The timing of the military agreements between Australia and France also coincided with moves by the Pentagon to revamp Island Chain Theory (ICT), a relic of the previous Cold War. Present-day US-led military planning has continually pushed ICT agendas. They include the significance of Taiwan and the third and final part three of Oceania, where France has a significant stake with its three colonies. (see diagram)

The French regional military position has, therefore, tended to fit comfortably into the bigger US-led defence and security provision, resting on a vast network of facilities hosted by various governments across the wider region. (2)

We remember….

French regional foreign policy, also has a murky side.

In the mid-1980s, France was developing a nuclear capacity which they tested in the Pacific; their intelligence services were noted as possessing the Cold War mind-set that 'France's nuclear independence … was … under threat from a co-ordinated and implausibly diverse conspiracy of jealous Anglo-Saxons, long-haired environmentalists, island nationalist groups financed by communists, and the Soviets, whose submarines lurked in the azure waters off the atoll' and therefore sought to deal with those concerned in a covert operation, which began with agents infiltrating Greenpeace in Auckland, New Zealand. (3)   

The subsequent attempt by the SDECE/DGSE to destroy the Rainbow Warrior monitoring ship owned by Greenpeace, however, was as fundamentally flawed as the disposition of the conspirators, and botched; while continuing to reside behind plausible denial, it was noted 'the agents might as well have left a beret, a baguette and a bottle of Beaujolais at the scene of the crime', which included two bombs and a Greenpeace photographer dead. (4)

Australia has, nevertheless, continued to rely upon France and their gung-ho intelligence services for regional military and security provision.

Australian foreign policy, for example, with its emphasis upon the South Pacific as a buffer for military incursions from the north, has had to include New Caledonia as part of the same defence and security provision.

Independence?

Recent moves in New Caledonia to push an independence referendum have, therefore, had serious implications for Australian defence and security provision. While the recent vote was lost to French loyalists, a third and final referendum will take place in 2022. Australia, as a matter of course, has opposed the independence movement, although played-down its specific role in strengthening French colonialism for obvious reasons. Any publicity about Australian connivance inside the murky world of French foreign policy and the Pacific has serious implications; the position Australia has entered into with its support for French colonialism runs counter to its position held in the United Nations and other regional representative bodies which support independence movements.

As the stakes become ever higher for US-led regional military and security provision, Australia, however, is likely to be drawn toward the position of openly defending French colonialism in the Pacific, as a matter of course; the three French colonies will be increasingly regarded as vital strategic assets for the Pentagon.
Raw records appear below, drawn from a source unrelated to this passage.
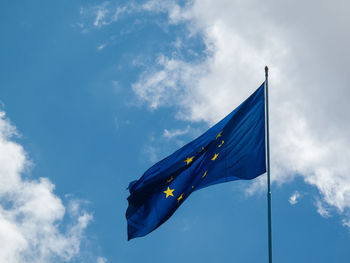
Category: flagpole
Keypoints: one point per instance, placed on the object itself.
(268, 165)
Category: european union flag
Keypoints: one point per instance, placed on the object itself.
(231, 150)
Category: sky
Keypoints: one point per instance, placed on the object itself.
(92, 93)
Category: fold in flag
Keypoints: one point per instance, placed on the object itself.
(231, 150)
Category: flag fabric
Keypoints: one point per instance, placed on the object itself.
(233, 149)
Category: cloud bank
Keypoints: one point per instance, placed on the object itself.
(31, 215)
(307, 52)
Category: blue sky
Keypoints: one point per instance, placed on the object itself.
(93, 93)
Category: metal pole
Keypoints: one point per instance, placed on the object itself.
(268, 165)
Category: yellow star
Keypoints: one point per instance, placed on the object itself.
(215, 156)
(219, 135)
(179, 198)
(205, 174)
(170, 179)
(189, 159)
(169, 192)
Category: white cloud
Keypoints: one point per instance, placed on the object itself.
(294, 198)
(31, 215)
(308, 82)
(169, 134)
(321, 209)
(101, 260)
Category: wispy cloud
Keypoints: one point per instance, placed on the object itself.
(101, 260)
(31, 214)
(322, 209)
(169, 134)
(308, 137)
(294, 198)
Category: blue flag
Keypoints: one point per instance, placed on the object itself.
(233, 149)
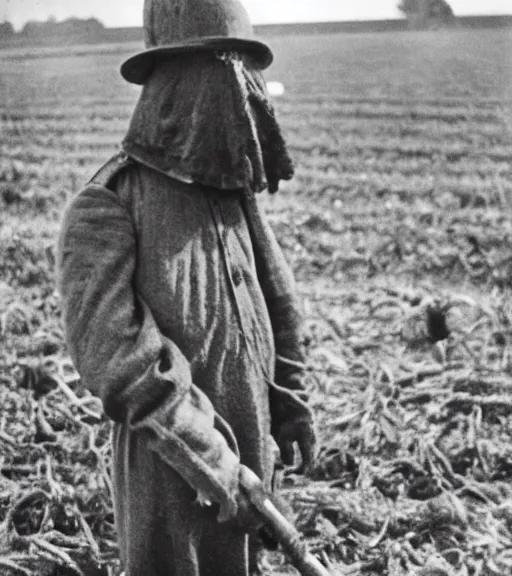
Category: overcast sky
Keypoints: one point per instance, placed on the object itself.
(129, 12)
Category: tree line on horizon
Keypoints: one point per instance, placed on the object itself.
(420, 14)
(42, 29)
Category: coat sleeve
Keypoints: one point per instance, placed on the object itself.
(287, 395)
(142, 377)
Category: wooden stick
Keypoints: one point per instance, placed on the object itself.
(287, 535)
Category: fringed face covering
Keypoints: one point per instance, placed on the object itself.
(208, 116)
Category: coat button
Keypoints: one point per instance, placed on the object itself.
(237, 275)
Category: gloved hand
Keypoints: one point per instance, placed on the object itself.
(292, 422)
(301, 431)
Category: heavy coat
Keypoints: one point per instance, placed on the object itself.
(176, 297)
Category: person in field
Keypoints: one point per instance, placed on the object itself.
(179, 307)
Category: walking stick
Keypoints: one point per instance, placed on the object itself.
(286, 534)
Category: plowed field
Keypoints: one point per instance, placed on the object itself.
(398, 226)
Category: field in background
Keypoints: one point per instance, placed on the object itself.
(398, 226)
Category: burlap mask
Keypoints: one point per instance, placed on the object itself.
(207, 116)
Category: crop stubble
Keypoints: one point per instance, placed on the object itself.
(398, 226)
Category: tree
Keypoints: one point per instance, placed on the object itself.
(427, 13)
(6, 30)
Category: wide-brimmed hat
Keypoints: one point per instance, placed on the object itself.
(183, 26)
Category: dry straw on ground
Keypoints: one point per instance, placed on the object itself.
(398, 228)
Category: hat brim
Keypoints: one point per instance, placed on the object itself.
(138, 68)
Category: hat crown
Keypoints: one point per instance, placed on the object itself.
(169, 22)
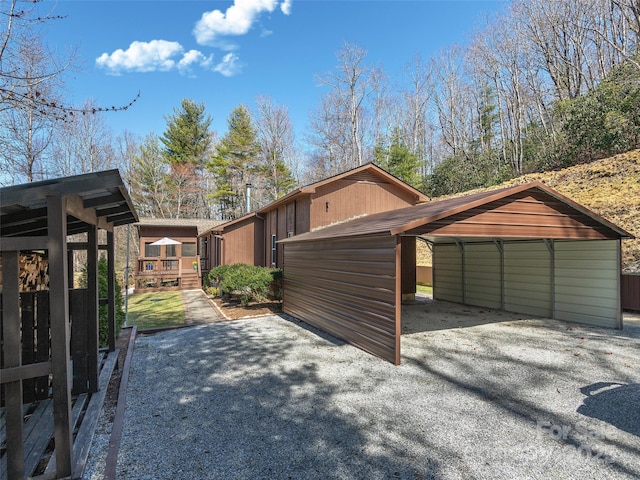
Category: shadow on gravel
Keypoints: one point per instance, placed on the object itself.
(614, 403)
(228, 401)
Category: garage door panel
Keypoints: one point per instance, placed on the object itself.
(321, 289)
(597, 300)
(527, 278)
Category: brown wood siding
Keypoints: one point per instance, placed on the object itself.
(303, 212)
(164, 231)
(346, 287)
(526, 215)
(239, 244)
(408, 265)
(348, 199)
(281, 231)
(630, 290)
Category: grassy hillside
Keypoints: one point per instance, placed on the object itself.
(609, 187)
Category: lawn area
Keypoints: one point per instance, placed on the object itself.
(156, 309)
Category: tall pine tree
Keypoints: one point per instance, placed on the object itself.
(234, 163)
(187, 146)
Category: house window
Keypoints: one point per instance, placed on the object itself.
(273, 250)
(189, 249)
(151, 250)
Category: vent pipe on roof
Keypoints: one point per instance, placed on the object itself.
(248, 195)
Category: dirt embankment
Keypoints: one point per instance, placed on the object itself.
(609, 187)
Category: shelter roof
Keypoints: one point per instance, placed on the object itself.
(424, 218)
(311, 188)
(98, 198)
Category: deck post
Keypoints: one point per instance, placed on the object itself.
(12, 358)
(59, 311)
(111, 291)
(92, 343)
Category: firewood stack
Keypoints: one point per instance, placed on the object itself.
(34, 272)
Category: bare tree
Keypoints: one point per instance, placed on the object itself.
(83, 144)
(416, 120)
(19, 20)
(350, 86)
(329, 138)
(275, 134)
(25, 134)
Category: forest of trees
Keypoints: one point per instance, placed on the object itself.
(542, 85)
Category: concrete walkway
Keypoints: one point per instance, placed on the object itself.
(199, 309)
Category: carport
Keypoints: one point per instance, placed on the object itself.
(523, 249)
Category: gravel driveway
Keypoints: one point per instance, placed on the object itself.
(271, 398)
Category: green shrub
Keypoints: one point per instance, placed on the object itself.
(248, 282)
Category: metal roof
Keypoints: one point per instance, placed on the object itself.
(23, 208)
(370, 167)
(404, 220)
(201, 224)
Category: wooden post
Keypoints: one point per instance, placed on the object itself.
(59, 310)
(78, 312)
(12, 358)
(92, 329)
(398, 301)
(42, 353)
(111, 293)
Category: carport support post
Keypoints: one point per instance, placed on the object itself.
(111, 291)
(398, 301)
(552, 274)
(463, 267)
(12, 358)
(92, 309)
(59, 314)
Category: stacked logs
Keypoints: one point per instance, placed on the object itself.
(34, 272)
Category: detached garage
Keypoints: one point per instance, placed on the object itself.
(524, 249)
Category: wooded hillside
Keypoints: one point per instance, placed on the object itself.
(610, 187)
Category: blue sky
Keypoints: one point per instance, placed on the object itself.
(226, 53)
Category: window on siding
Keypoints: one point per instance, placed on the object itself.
(189, 249)
(151, 250)
(273, 250)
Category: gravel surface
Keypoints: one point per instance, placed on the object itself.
(271, 398)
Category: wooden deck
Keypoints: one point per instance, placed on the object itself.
(39, 454)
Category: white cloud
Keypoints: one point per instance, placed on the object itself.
(153, 56)
(229, 66)
(236, 20)
(142, 57)
(286, 7)
(194, 57)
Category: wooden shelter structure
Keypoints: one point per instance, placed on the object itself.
(163, 265)
(46, 343)
(524, 249)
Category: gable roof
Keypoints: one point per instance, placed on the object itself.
(23, 208)
(371, 168)
(434, 217)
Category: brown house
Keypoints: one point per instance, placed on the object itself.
(252, 239)
(175, 264)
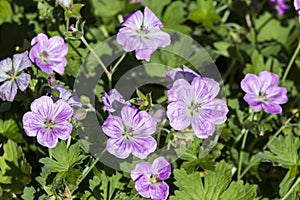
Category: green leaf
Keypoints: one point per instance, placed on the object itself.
(287, 183)
(216, 185)
(14, 170)
(174, 22)
(283, 151)
(104, 186)
(204, 12)
(28, 193)
(64, 159)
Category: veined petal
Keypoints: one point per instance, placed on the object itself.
(62, 130)
(128, 38)
(217, 109)
(5, 66)
(46, 138)
(113, 126)
(127, 115)
(23, 81)
(21, 61)
(134, 21)
(57, 47)
(144, 53)
(199, 87)
(179, 115)
(203, 127)
(271, 107)
(181, 91)
(253, 101)
(159, 191)
(150, 20)
(143, 146)
(142, 186)
(8, 90)
(251, 84)
(145, 124)
(277, 95)
(59, 67)
(119, 147)
(161, 168)
(268, 80)
(142, 168)
(61, 111)
(43, 106)
(32, 123)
Their military facilities, likewise, will have increased significance for regional deployments of troops.

Moves to establish a third Australian space-port at Bowen in Queensland, similarly, may have some considerable bearing upon Australian-French regional diplomacy and military co-operation. Bowen is geographically close to New Caledonia. It has been noted that 'the Bowen space-port … is … a key location to support Defence's space requirements in coming years', which will, 'launch rockets across the Coral Sea', in conjunction with satellite systems. (5)
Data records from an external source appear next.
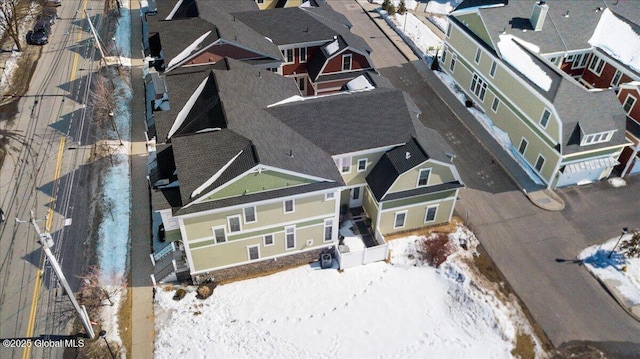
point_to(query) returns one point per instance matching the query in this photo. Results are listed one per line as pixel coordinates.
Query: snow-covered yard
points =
(404, 308)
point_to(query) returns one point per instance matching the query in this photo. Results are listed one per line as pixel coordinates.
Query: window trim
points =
(286, 239)
(224, 233)
(293, 206)
(257, 246)
(350, 57)
(633, 103)
(365, 164)
(542, 117)
(526, 145)
(435, 214)
(328, 223)
(300, 58)
(404, 220)
(418, 185)
(239, 223)
(493, 69)
(478, 56)
(544, 160)
(495, 104)
(264, 239)
(255, 214)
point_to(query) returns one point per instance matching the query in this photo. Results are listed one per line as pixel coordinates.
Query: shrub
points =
(434, 249)
(180, 293)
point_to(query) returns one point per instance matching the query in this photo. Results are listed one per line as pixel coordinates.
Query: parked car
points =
(40, 33)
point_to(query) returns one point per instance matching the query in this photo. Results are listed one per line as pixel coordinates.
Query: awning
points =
(590, 165)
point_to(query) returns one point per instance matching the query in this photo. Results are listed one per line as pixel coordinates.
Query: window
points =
(267, 240)
(362, 165)
(328, 230)
(539, 163)
(344, 164)
(346, 62)
(478, 56)
(430, 214)
(253, 252)
(596, 65)
(523, 146)
(303, 55)
(289, 206)
(544, 120)
(478, 87)
(290, 237)
(399, 220)
(423, 177)
(288, 55)
(616, 78)
(495, 104)
(234, 224)
(219, 235)
(249, 214)
(628, 104)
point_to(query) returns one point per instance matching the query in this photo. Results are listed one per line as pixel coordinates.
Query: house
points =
(250, 176)
(630, 158)
(549, 86)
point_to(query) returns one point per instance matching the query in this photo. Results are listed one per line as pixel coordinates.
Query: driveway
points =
(528, 244)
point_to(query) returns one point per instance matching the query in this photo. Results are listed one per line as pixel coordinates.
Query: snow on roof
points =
(617, 39)
(188, 51)
(332, 47)
(522, 61)
(359, 83)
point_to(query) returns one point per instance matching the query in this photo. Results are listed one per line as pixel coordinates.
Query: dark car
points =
(40, 33)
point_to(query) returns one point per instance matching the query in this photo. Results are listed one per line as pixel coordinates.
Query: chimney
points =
(538, 15)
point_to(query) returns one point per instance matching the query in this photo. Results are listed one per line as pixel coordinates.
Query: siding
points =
(268, 215)
(235, 252)
(409, 180)
(415, 216)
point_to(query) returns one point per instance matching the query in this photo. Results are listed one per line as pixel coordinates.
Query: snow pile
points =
(620, 271)
(624, 46)
(521, 60)
(499, 135)
(403, 309)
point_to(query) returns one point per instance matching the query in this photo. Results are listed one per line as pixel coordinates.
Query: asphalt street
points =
(533, 248)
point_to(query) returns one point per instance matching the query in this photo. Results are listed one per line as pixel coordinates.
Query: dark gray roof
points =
(559, 33)
(350, 121)
(593, 112)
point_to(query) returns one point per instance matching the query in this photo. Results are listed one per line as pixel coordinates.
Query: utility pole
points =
(46, 242)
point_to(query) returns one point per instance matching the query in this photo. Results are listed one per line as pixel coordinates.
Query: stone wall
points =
(262, 267)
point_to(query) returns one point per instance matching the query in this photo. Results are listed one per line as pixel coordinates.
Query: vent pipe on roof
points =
(538, 14)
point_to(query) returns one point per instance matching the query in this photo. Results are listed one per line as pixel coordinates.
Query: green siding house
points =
(514, 62)
(248, 176)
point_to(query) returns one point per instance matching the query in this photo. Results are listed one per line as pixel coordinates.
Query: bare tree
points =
(11, 15)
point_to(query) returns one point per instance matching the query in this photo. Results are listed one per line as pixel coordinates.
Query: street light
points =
(103, 335)
(625, 230)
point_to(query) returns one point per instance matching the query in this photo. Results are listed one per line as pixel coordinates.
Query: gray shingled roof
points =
(350, 121)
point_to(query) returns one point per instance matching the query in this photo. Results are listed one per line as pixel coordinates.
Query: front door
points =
(355, 198)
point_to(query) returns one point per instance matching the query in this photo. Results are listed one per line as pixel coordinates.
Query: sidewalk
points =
(538, 195)
(142, 320)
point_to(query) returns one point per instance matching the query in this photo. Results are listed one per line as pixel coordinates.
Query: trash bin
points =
(326, 260)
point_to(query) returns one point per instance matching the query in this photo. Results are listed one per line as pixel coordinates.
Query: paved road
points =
(523, 240)
(43, 173)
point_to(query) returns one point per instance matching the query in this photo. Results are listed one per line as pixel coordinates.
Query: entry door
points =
(355, 198)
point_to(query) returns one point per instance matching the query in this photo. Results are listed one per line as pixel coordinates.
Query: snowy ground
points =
(402, 309)
(616, 268)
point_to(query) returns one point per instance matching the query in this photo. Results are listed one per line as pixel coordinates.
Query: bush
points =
(434, 249)
(180, 293)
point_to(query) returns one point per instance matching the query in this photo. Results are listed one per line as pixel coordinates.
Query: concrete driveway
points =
(530, 246)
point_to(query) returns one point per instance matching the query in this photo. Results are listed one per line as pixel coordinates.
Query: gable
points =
(258, 181)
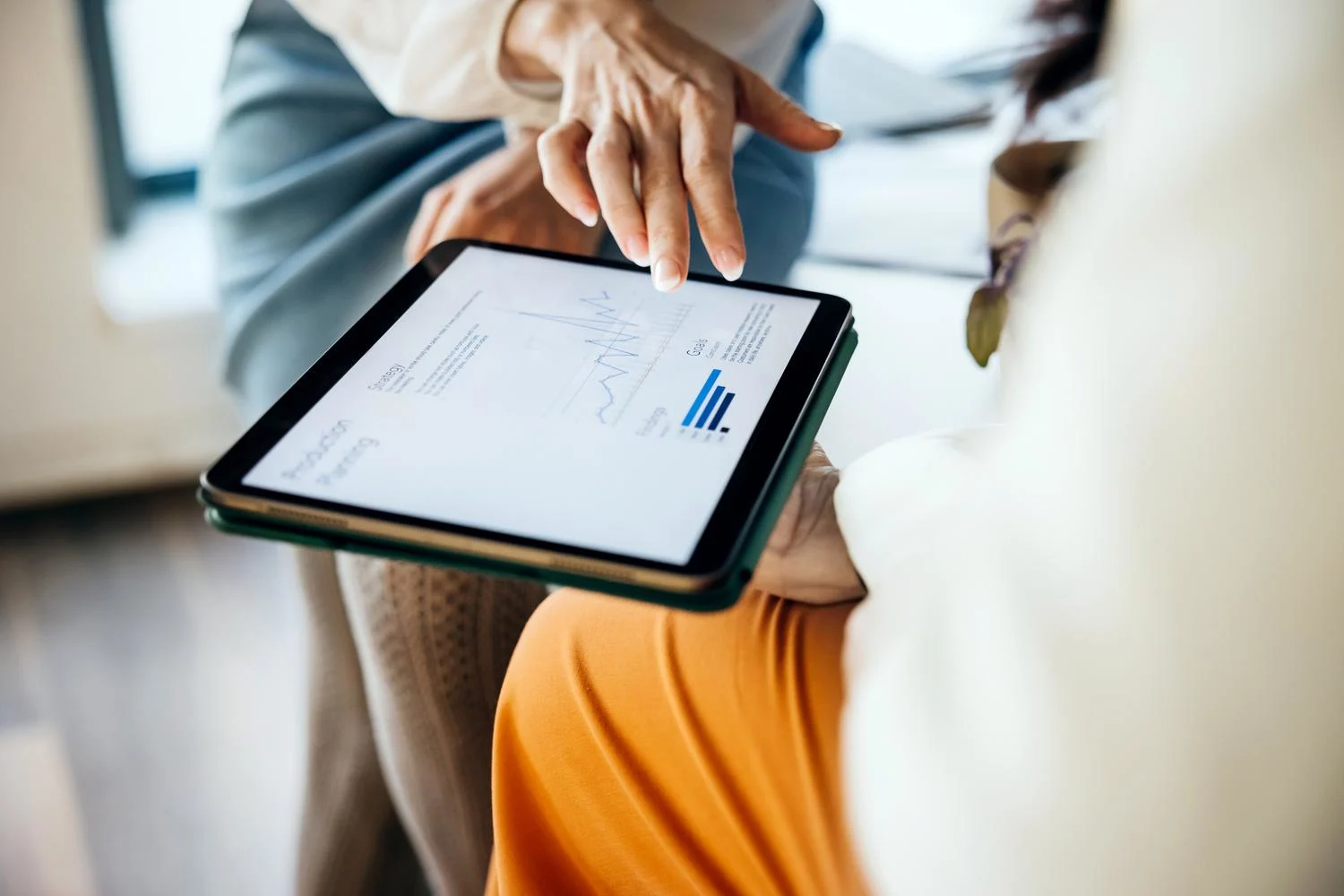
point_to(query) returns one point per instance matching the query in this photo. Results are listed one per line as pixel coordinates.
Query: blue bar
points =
(699, 400)
(723, 409)
(709, 409)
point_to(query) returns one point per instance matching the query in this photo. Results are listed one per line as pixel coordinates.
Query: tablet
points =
(537, 414)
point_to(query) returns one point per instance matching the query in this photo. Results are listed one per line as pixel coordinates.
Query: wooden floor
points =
(151, 680)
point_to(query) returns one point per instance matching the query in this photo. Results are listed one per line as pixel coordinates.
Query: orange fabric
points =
(640, 750)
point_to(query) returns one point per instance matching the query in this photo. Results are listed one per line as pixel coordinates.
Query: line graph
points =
(628, 344)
With these developments taking place: We need an independent foreign policy!


1.     Australia and France in the Pacific Ocean, New Eastern Outlook, 24 November 2020.
2.     See: US signs defence deal in Asia, The Guardian Weekly (U.K.), 2 May 2014; and,
        US eyes return to south-east Asian bases, The Guardian Weekly (U.K.), 29 June 2012.
3.     The French Secret Services, Douglas Porch, (London, 1996), page 456, page 460.
4.     Ibid., page 460.
5.     Blast off from Bowen, Queensland Defence, Australian, 25 September 2020.